# Sears.....



## Autocrat (Feb 3, 2005)

Little guy sat in a bar, sipping on a ginger ale.
Door slams open, huge hulking gorilla of a bloke stomps in.
He walks up to the bar, orders a drink, turns to the little fellow and....
WHAM!
Little guy goes flying off his stool and lands in a heap.
_"thats my hammer fist technique, Shotokan Karate!"_
The little guy picks himself up, and goes and sits further down the bar.
He looks towards the bloke that hit him, and sees a huge foot speeding towards him.
WHACK!
Little guy flys a good 6 foot.
_"thats my thunder foot technique, Tae Kwon Do!"_
That little guy crawls off into a corner, and sits hunched over.
Big guy goes stalking over to him, grabs him with one big, beefy hand, grabs his left arm.....
SLAM!
_"thats my Crane skims the water throw, Kung Fu!"_
That little guy gets up, and scampers out the bar, and the big guy laughs!
.....
Ten minutes later, the little guy calmly walks into the bar again, walks up to the big guy.....
KERPOW
The big guy goes fast first into the bar, then slides into a heap on the floor, out cold!
The little guy looks up to the bar man and say......
"when he wakes up, tell thats my shovel technique, Sears!".






:rofl:


----------



## Lisa (Feb 3, 2005)

LOL!  That is very cute! :rofl:


----------



## Autocrat (Feb 3, 2005)

I thought so too!
I got that out of a stupid magazine whilst on a train!
Has anybody else noticed how people look at you as if you're deranged, then move away as fast as possible when you burst out laughing whilst reading?
No?
Must be my looks as well then!
*Sigh*
LOL
Still, I loved that joke so much... I thought I'd share it!


----------



## shesulsa (Feb 3, 2005)

*looks at Autocrat as though he's deranged* :uhyeah:


----------



## Sam (Feb 3, 2005)

lol I've heard this, ony it was karate chop from china, karate chop from china, karate chop from china, crowbar from sears.

still funny, though

and yes, I read all the time and that happens often - bursting out laughing at the text and then realizing there are people around me who stare as if I have 3 heads.


----------



## MA-Caver (Feb 3, 2005)

I'm with the little guy, because I used to *be* the little guy... only in my case I used a full (glass) mug of beer on the guy's jaw. Split my beer dammit! Should've emptied it first. Oh well. 

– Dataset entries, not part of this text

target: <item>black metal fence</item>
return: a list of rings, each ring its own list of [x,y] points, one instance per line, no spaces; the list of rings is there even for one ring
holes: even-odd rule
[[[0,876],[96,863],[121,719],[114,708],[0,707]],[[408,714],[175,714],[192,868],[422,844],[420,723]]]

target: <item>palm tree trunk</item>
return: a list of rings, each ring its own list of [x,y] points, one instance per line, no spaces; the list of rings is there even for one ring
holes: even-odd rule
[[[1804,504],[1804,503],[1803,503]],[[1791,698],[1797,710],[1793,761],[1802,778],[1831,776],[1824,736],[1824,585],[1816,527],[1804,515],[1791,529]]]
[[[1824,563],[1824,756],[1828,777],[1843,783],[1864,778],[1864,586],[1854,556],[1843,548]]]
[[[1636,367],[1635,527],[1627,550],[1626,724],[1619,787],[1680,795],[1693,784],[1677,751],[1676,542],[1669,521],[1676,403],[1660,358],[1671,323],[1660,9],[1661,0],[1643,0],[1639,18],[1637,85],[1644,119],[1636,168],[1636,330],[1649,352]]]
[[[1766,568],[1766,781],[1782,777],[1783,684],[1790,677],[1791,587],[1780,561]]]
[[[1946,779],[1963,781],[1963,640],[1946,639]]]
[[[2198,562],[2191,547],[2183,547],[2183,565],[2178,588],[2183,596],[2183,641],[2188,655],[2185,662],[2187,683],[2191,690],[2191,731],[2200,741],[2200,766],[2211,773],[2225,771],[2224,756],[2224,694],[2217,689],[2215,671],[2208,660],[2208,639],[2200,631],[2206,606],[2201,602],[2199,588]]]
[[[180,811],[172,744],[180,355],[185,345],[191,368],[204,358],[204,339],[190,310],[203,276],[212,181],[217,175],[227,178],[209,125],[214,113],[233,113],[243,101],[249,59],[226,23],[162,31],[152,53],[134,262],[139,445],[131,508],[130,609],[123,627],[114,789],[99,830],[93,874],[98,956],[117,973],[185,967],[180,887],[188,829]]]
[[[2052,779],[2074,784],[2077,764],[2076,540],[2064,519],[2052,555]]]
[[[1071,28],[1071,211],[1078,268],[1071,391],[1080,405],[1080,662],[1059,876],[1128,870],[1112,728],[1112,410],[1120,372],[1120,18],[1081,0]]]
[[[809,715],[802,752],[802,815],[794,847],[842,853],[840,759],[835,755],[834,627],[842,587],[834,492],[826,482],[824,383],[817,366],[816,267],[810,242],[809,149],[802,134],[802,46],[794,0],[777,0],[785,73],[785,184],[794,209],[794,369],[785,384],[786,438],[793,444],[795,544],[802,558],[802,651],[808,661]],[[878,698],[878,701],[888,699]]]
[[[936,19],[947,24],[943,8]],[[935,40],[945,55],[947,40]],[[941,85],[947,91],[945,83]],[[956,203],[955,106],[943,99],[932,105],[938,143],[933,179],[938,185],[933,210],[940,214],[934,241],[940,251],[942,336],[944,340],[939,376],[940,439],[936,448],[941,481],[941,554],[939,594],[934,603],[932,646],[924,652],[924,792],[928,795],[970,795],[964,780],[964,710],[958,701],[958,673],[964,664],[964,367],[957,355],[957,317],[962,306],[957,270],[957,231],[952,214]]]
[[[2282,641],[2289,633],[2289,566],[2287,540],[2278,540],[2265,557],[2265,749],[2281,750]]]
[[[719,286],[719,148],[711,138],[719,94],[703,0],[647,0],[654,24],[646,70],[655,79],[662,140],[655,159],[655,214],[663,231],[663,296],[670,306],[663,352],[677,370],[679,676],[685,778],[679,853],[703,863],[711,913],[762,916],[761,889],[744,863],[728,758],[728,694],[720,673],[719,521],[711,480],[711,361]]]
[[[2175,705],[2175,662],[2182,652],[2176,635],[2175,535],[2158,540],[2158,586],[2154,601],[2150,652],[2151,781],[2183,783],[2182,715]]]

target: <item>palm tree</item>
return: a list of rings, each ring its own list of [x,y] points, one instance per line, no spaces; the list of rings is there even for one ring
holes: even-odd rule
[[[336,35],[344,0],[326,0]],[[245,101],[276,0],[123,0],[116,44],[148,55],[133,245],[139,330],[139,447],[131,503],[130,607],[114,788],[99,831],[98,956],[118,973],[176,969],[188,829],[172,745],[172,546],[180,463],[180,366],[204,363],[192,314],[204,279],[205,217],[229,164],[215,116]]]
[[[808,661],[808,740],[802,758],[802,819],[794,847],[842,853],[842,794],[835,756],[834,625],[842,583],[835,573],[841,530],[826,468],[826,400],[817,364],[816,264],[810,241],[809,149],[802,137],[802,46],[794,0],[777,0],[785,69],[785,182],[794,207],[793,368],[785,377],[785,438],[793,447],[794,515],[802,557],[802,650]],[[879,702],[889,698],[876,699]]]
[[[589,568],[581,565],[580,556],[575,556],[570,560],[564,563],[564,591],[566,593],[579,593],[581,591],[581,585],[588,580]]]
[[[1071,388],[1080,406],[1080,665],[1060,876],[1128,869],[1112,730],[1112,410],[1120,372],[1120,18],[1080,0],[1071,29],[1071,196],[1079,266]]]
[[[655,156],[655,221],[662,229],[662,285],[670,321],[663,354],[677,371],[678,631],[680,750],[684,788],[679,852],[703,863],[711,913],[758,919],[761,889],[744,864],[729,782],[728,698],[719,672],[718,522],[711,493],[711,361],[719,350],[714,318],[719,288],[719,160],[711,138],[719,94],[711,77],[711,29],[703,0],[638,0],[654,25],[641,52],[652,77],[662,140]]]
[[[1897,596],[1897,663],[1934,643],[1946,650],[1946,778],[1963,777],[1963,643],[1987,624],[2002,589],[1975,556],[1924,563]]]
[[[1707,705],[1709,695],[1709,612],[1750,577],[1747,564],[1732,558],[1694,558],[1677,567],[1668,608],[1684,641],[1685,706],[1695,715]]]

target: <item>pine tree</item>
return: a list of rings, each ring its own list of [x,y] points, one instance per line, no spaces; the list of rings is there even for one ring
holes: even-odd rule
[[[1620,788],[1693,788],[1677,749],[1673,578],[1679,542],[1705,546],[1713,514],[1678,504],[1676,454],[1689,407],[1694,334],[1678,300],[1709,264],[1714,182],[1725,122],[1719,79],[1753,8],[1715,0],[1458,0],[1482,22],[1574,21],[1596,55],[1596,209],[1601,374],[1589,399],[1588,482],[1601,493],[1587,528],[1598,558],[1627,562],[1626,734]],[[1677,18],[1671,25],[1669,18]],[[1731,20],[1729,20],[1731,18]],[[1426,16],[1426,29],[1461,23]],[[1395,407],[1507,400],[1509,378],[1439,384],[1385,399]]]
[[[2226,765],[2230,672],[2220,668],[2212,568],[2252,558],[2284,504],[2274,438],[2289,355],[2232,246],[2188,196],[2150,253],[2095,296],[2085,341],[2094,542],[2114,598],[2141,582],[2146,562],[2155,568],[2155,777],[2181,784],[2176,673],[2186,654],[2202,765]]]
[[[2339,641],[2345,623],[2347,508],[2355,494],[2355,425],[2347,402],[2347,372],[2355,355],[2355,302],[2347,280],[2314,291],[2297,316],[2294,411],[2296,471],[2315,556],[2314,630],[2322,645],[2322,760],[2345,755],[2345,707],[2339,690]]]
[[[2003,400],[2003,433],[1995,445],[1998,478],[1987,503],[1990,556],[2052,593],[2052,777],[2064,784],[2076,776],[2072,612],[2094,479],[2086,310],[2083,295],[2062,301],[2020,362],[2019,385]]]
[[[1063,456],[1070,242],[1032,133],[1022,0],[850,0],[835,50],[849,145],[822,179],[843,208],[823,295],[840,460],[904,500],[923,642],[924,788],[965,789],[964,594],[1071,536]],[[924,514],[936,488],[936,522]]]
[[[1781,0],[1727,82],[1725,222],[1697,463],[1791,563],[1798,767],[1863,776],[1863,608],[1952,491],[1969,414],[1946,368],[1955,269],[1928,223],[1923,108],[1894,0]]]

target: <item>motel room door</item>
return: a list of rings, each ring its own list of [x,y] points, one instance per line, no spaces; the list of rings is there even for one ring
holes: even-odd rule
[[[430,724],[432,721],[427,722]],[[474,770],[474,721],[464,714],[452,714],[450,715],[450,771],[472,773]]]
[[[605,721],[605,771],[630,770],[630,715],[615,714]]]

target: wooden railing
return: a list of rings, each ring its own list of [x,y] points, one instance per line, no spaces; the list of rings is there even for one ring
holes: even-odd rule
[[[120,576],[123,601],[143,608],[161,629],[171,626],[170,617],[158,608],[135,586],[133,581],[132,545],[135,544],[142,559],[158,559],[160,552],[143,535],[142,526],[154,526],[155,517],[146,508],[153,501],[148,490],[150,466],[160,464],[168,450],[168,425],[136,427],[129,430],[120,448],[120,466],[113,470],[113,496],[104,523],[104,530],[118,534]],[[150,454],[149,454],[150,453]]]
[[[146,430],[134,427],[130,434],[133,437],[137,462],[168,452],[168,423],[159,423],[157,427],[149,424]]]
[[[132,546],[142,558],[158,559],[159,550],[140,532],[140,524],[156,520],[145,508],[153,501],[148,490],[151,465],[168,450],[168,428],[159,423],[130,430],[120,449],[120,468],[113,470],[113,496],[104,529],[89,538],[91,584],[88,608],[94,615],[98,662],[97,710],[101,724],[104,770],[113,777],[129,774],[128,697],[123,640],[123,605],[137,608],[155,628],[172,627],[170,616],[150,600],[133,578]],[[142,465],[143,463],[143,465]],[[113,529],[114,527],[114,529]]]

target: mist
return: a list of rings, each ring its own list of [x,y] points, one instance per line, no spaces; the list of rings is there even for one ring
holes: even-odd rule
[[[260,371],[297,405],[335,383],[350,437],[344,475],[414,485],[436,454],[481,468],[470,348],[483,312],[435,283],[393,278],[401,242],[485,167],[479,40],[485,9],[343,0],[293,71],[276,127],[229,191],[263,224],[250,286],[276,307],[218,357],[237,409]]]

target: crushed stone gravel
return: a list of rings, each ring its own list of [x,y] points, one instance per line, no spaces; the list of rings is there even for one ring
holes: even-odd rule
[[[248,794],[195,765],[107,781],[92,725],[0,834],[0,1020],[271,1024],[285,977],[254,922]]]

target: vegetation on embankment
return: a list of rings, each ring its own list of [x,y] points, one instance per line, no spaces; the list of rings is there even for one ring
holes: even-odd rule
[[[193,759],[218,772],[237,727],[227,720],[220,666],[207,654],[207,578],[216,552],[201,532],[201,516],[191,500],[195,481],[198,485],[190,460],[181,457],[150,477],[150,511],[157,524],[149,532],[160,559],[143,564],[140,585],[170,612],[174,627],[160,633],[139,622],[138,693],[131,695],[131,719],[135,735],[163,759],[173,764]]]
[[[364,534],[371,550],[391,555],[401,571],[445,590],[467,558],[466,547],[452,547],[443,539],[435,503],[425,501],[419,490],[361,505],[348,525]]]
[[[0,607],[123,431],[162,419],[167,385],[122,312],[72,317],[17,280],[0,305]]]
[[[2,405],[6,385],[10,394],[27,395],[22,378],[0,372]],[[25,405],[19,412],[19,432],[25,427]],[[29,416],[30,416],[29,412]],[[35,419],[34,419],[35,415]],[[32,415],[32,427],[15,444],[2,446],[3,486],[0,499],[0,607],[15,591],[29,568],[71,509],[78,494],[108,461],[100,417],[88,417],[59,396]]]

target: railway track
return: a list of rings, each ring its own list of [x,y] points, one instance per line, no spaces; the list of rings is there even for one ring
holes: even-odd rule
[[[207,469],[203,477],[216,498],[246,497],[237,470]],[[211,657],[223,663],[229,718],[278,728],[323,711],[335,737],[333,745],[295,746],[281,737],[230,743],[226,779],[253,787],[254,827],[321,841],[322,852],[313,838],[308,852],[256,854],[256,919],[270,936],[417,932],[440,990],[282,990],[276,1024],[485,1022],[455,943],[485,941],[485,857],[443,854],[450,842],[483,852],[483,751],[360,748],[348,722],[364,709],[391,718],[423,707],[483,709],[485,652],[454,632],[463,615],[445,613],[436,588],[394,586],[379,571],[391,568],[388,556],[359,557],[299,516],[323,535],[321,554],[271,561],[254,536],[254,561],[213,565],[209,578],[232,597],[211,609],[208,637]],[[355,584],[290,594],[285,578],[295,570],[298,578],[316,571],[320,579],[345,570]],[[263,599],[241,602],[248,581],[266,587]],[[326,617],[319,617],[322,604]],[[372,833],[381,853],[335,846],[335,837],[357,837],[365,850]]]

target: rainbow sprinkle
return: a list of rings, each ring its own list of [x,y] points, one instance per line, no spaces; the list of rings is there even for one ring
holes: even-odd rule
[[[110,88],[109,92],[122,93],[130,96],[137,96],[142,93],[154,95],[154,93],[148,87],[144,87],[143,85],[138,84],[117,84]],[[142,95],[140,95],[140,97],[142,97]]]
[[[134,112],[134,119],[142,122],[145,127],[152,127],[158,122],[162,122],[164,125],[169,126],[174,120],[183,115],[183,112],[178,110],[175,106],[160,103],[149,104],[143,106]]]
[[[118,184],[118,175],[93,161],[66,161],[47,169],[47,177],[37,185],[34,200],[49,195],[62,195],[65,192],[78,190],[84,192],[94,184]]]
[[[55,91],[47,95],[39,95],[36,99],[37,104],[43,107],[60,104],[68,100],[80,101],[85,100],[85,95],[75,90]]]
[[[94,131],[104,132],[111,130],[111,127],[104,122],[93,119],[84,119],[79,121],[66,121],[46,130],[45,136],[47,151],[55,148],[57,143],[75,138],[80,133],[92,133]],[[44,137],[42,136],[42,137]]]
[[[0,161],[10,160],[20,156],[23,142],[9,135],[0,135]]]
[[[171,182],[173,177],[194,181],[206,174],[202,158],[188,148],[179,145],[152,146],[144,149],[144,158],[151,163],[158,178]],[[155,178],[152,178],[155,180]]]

Yeah, I will be reading something or just remembering some funny scenes from a good comedy movie while riding on the bus and chuckle to myself. When I had long hair and was unshaven people thought I was a charlie manson reject or something... heh heh heh heh heh...laughing at/with the voices in my head ala Pink Floyd's Dark Side Of The Moon...


----------